For the Conda environment installation, we add the following from the WSL command-line:

# Note, CUDA 11.8 can be used if 12.1 isn't supported on the GPU being used
conda install pytorch-cuda=12.1 pytorch cudatoolkit xformers -c pytorch -c nvidia -c xformers

pip install "unsloth[colab-new] @ git+https://github.com/unslothai/unsloth.git"

pip install --no-deps trl peft accelerate bitsandbytes

Create a New Notebook for Training

In this walk-through, we create a new notebook in Visual Studio Code, choose the WSL Linux environment (remember, we installed the WSL extension to enable this), and then we can use the Notebook provided in the Unsloth docs to test the training environment.

Save the Fine-Tuning Adapter to Local Disk

After the fine-tuning is complete, we can save the adapter, which contains the custom LLM parameters we created during training.

Once saved, we can review the local file system for the fine-tuning adapter.

These files are what we would use to add parameters to the base Llama3 model.

Summary

In this post we walked through the process to configure a Windows desktop/laptop computer for fine-tuning of a large language model (LLM).

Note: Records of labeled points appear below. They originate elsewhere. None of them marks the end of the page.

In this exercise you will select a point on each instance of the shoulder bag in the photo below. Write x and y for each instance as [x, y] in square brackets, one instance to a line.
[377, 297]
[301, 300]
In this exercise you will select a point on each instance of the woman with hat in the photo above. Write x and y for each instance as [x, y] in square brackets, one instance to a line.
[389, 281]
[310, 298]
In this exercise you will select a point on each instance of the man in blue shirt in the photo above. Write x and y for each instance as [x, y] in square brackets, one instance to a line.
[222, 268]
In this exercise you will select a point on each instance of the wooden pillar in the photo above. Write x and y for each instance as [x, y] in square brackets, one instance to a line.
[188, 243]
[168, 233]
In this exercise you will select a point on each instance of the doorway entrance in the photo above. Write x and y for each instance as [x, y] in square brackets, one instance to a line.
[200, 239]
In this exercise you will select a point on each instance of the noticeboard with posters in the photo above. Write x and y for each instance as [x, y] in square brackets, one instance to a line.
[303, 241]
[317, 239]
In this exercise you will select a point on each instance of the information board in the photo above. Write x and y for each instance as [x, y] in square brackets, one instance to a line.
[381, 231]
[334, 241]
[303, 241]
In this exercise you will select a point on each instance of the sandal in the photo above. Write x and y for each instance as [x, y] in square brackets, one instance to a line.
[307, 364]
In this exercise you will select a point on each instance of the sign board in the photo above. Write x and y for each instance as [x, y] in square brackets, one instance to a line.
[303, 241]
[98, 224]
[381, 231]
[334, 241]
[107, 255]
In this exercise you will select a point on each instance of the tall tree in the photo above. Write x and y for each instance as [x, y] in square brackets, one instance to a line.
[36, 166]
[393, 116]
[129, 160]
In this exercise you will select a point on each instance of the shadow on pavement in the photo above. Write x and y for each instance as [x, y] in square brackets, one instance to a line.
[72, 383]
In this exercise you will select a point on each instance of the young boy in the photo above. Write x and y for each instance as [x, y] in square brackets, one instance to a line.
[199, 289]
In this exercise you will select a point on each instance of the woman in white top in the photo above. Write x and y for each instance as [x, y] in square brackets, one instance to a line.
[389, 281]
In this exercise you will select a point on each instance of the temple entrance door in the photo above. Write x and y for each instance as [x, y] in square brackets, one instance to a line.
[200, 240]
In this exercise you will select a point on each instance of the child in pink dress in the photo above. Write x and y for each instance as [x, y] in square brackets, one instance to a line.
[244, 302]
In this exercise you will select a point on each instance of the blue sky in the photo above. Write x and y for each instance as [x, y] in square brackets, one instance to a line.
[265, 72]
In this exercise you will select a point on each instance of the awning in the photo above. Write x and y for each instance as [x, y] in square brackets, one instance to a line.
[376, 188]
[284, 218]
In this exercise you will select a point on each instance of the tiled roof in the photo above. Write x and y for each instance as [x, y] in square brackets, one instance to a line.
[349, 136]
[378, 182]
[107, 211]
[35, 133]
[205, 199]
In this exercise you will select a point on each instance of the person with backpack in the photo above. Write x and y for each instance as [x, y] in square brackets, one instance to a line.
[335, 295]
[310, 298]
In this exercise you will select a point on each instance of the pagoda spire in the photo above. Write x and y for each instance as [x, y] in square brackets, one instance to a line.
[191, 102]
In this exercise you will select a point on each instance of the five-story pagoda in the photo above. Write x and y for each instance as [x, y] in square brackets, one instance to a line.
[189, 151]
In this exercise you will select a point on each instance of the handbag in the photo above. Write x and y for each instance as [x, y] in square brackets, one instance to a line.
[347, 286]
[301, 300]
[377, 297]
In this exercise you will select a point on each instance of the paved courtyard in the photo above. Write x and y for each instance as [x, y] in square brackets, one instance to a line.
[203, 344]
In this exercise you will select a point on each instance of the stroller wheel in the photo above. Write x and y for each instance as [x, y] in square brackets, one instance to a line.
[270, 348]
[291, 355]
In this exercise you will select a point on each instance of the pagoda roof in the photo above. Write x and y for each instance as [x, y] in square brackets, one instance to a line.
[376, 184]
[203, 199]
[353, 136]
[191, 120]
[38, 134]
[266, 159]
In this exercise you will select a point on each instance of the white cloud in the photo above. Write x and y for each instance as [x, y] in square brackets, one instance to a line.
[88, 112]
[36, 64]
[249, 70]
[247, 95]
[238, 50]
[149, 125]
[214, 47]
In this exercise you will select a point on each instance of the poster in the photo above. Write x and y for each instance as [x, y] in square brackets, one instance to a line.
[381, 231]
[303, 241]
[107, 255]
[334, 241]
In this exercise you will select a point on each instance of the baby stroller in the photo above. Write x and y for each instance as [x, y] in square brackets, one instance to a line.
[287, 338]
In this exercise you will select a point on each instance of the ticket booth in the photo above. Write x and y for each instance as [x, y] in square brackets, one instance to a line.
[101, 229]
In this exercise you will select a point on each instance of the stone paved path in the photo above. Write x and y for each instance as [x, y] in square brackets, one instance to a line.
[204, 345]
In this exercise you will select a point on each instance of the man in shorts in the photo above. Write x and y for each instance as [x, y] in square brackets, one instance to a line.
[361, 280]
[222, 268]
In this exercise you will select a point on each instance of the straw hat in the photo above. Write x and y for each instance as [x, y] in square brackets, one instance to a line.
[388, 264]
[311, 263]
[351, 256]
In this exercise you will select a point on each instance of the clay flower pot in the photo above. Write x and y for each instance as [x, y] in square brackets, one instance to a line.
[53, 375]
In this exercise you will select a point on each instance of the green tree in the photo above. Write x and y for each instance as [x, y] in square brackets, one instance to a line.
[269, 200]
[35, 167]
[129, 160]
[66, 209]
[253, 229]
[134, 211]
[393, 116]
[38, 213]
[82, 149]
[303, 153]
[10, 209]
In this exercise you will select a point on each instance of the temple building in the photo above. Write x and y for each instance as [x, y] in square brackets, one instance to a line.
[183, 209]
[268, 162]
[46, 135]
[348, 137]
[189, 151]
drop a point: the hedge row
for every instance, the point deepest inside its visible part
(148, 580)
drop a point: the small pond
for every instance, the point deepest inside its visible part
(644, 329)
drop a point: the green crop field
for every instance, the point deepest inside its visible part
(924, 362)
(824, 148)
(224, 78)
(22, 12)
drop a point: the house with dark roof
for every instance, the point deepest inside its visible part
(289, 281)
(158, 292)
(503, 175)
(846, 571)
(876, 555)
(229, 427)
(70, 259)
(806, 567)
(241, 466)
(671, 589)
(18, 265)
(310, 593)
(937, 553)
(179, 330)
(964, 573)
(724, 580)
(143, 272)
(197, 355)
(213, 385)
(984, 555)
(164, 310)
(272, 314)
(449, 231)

Some of the reasons we may want to configure a system like this:

• We want to fine-tune with data that shouldn't be uploaded to an external environment.
• We need to fine-tune on a system that's offline (not connected to the Internet).
• The profile of our development work is that we're going to be fine tuning a lot, and over time cloud compute charges may exceed the cost of local hardware.
• Once a fine-tuning process is refined, that process (input data, steps, hyperparameters) can then be run on higher-performing data-center clusters, i.e. we can develop ideas locally then productionize them on large-scale systems.

Conversely, there are reasons not to fine-tune locally:

• Cloud-based systems are elastic and scalable--we can leverage much higher GPU capacity in the cloud than on-prem (for most of us!).
• Fine-tuning on local consumer-grade hardware requires the use of quantized models, meaning that a locally fine-tuned model may not perform as well as ones trained on more powerful GPUs that can use less quantized models.

In the end, local GPU training is just another tool in the toolbox. Whether local training makes sense will depend on the team and problem being addressed. If nothing else, learning how to configure a training environment is a good learning process!